DEL TIRADOR A LA CIUDAD
La enseñanza de un jardín zen
Los jardines secos, de piedras rastrilladas en lugar de vegetación o con apenas vegetación, y capaces de evocar un paisaje lunar son lo que reconocemos como jardines zen. Son espacios para la meditación en los que la grava parece congelar el momento en que la piedra cae al agua y, por lo tanto, consigue una imagen inusitada. Tan imposible como el trabajo de un jardinero exquisito que, rastrillo en mano, trabaja descalzo para evitar dejar huellas. Con tanto cuidado que su labor se intuye sin hacer ruido. El jardín de meditación para los monjes alcanzó el kitsch cuando se empezaron a comercializar jardines zen en miniatura para los salones de los occidentales pudientes con supuestas ínfulas culturales, que eran, en realidad, la misma apuesta de siempre por la cultura del consumo para alcanzar la felicidad.

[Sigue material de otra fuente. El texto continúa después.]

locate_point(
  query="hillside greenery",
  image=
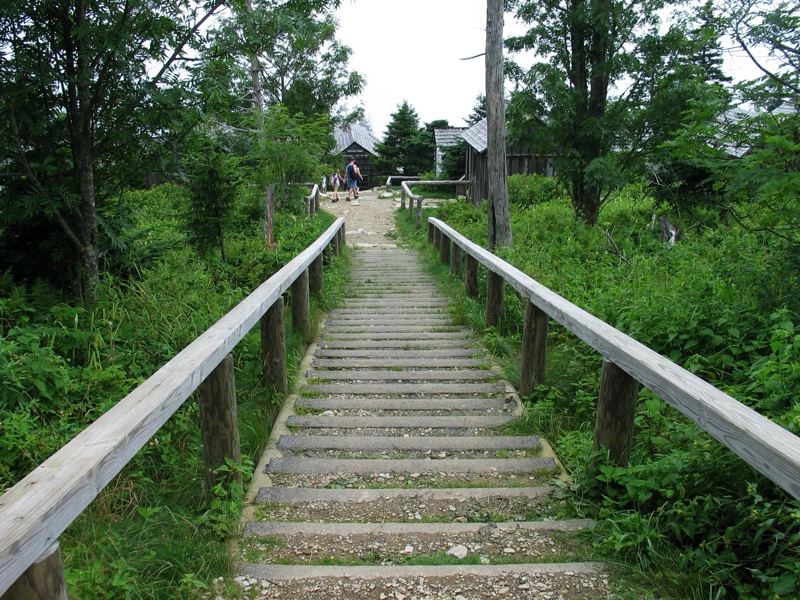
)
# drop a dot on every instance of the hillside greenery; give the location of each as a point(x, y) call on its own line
point(62, 366)
point(686, 515)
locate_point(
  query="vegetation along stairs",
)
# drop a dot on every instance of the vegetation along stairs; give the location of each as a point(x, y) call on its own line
point(388, 475)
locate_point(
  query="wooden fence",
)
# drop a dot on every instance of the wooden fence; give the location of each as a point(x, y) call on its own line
point(39, 508)
point(415, 200)
point(763, 444)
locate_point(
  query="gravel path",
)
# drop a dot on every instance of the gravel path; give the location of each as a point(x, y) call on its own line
point(397, 513)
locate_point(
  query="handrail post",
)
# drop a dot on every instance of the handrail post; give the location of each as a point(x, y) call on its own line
point(455, 258)
point(218, 425)
point(301, 306)
point(43, 580)
point(494, 299)
point(273, 347)
point(471, 277)
point(534, 348)
point(616, 408)
point(341, 240)
point(315, 276)
point(444, 249)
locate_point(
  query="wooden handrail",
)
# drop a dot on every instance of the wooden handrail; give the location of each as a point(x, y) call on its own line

Entre los jardines zen de Kioto, Ryoan-ji es el más famoso. Tiene apenas 23x10 metros y data del siglo X. En él son legendarias sus 15 grandes rocas, en ocasiones rodeadas de musgo, de las que, se ponga uno donde se ponga, solo se pueden ver 14. El 15 se asocia, en el budismo, a la perfección de nuestro 10. Por eso en ese jardín, es complicado alcanzarla. No hay que mirar solo con los ojos para alcanzar la iluminación. Sin embargo, y también en Kyoto, en el templo de Tofuku-ji, un jardín, arraigado en el siglo XIII y ampliado en el XX agranda la lección del famoso templo.
Aquí, corría el año 1939 cuando el abad le pidió al jardinero Mierei Shigemori un plan para mejorar lo que tenían. Shigemori se entusiasmó tanto que trabajó sin cobrar y, de acuerdo con los principios zen, utilizó solo lo que ya tenía: las piedras del lugar y su vegetación para evitar el desperdicio. El resultado fue un jardín abstracto, inesperado, moderno y ejemplar, un jardín para el siglo XX cuya sutil y a la vez contundente lección permanece viva en el XXI.

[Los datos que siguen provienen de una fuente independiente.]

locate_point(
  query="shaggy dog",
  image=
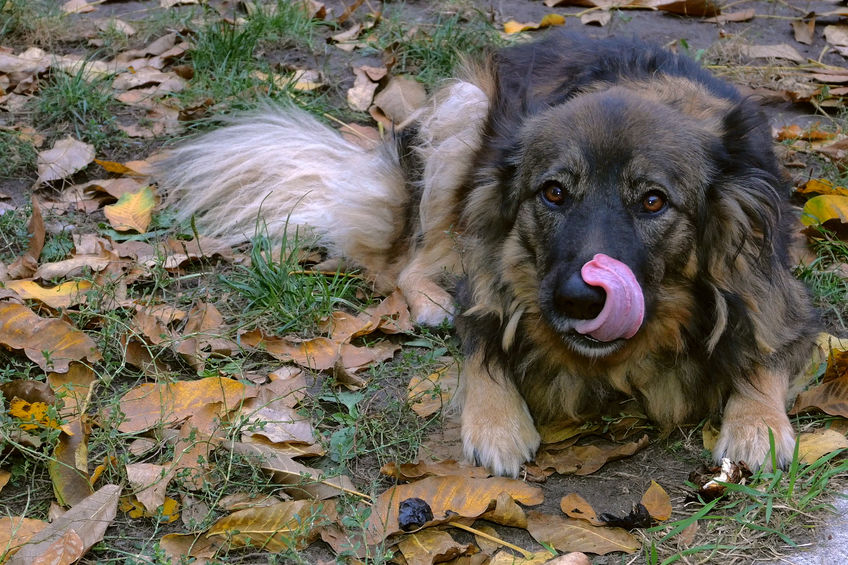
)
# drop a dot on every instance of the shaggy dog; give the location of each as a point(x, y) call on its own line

Lo que Shigemori hizo se resume en la lógica, el reciclaje, la pasión y el atrevimiento. Así aprovechó lo que tenía, pero en lugar de protegerlo lo mezcló. Hizo convivir el musgo con el pavimento gris que había en la entrada construyendo un damero de musgo y piedra que ha sido incansablemente imitado. También convirtió, como en los mejores jardines zen, la grava en agua, rastrillándola y dibujándole ondas y círculos concéntricos. Ideó, finalmente, la marca de la casa: parterres de azaleas construyendo un orden cartesiano y montañas de vegetación que parecían surgir de la grava explicando que donde parece que no hay nada puede llegar a brotar todo.